The revolution in biology that gives birth by means of biomedical technologies such as genetical engineering, implantology, stem cells engineering and cloning is the flexibility of the homo sapiens species itself. The evolutionary potential inherent to this trend provides a gap between contemporary human condition and some of man’s primary biological characteristics as well as acquisition of non—human characteristics and results in changes to the very anthropomorphic image of the civilization. In contemporary art works produced by biomedical and information technologies appear as models. An exemplary project of this kind is Extra Far by an Australian artist Stelark — implanting a third ear grown from artist’s own stem cells.

Dmitry Bulatov (Kaliningrad, Russia) — artist, researcher, art theorist. Organized a series of exhibitions and publishing projects on various aspects of art and high-tech interrelations (sci-art, robotech, genetic engineering, nanotech). Published more than 30 papers on contemporary art both in Russia and abroad as well as monographs and anthologies. Exhibitions: Ars Electronica («Radiotopia», Linz, 2002), 50 Venice Biennial («Brain Academy Apartment», 2003) and many others. Awards: Priznanie, 1998, Minor Booker Prize short list, 2000. Since 1998 — curator at the Kaliningrad State centre for Contemporary art.

IV. Multimedia shows

 

Pong Dress: READY PLAYED?
Interactive performance by Margarete Jahrmann

The little black dress as erotic real playground for pong? When marguerite Charmante wears her new neck top and offers the game controllers, attached at her lap height. We cannot resist being seduced to play! a charming seduction for playing, since it is possible to play the stylish plastic LED-grid, which covers chest and stomach area of the dress. Pong is the name of the game: hit the dot back and forth with two sticks — this time all new on a 3D playing field, that is moving, chatting and laughing. Apparently, Valie Export’s «Tap and Touch Cinema» is sur-facing as the obvious analogue pop-art-cultural-reference to Marguerite Charmantes «Ludic Pong Dress». Whilst the games at display vary to some extend, the symbiotic dedication and obsession for the playground’s finesse remain the same. Both, the privileged active players and the countless inter passive observers, will be sucked into the game.
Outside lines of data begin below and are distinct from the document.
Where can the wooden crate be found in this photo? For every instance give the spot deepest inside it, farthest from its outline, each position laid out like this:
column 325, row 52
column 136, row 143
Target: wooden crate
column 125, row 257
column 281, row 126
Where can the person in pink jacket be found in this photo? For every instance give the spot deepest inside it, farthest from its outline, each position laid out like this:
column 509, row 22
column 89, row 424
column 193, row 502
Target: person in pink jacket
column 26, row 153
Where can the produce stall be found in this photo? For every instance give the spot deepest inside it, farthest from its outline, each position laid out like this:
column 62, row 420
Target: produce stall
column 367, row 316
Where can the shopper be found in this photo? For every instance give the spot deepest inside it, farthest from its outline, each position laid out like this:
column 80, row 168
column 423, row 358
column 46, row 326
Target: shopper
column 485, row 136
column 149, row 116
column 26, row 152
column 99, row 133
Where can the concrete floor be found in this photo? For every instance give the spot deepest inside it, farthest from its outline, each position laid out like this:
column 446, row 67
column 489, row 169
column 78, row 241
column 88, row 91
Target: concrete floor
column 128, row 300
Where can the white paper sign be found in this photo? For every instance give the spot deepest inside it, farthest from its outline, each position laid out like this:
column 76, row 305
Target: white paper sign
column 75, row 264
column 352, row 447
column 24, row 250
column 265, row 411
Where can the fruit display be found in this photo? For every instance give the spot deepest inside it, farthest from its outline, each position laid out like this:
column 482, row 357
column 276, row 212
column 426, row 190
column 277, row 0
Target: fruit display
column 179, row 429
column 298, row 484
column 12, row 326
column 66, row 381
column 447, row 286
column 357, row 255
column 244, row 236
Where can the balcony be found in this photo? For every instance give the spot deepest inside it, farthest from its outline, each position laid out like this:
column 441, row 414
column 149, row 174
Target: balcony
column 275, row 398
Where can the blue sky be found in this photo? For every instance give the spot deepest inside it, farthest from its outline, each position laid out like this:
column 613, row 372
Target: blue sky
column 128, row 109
Margarete Jahrmann — born in Vienna, Austria, lives and works in Zurich, Switzerland. As artist Jahrmann is the conceiver of ludistics and Ludic Sociey founding member. With her arts work she introduces new genres beyond game art, as conceptual setups for optional publication formats, on printed circuit boards and the Ludic Society magazines. Her actual main interest lies in Game Fashion and Real Play. She focuses on the investigation on game systems as constraints and toy objects as deliberating ostensible uselessness. As performer in RFID-tagging, city plays and neopataphysist writings she plays with gamefigures and new bachelor machines. Jahrmann received 2003 a distinction in interactive arts at Prix Ars Electronica with the anti-war shooter nybble-engine toolz and was awarded a distinction at the software art award of in 2004 together with Max Moswitzer. In 2007 she perfromed at the DEAF Festival Rotterdam with a mobile RFID tagging play and at the Socieal Hacking Event Plymouth, UK. She is professor for ludology and game conceptions at the game design department of university of arts and design Zurich.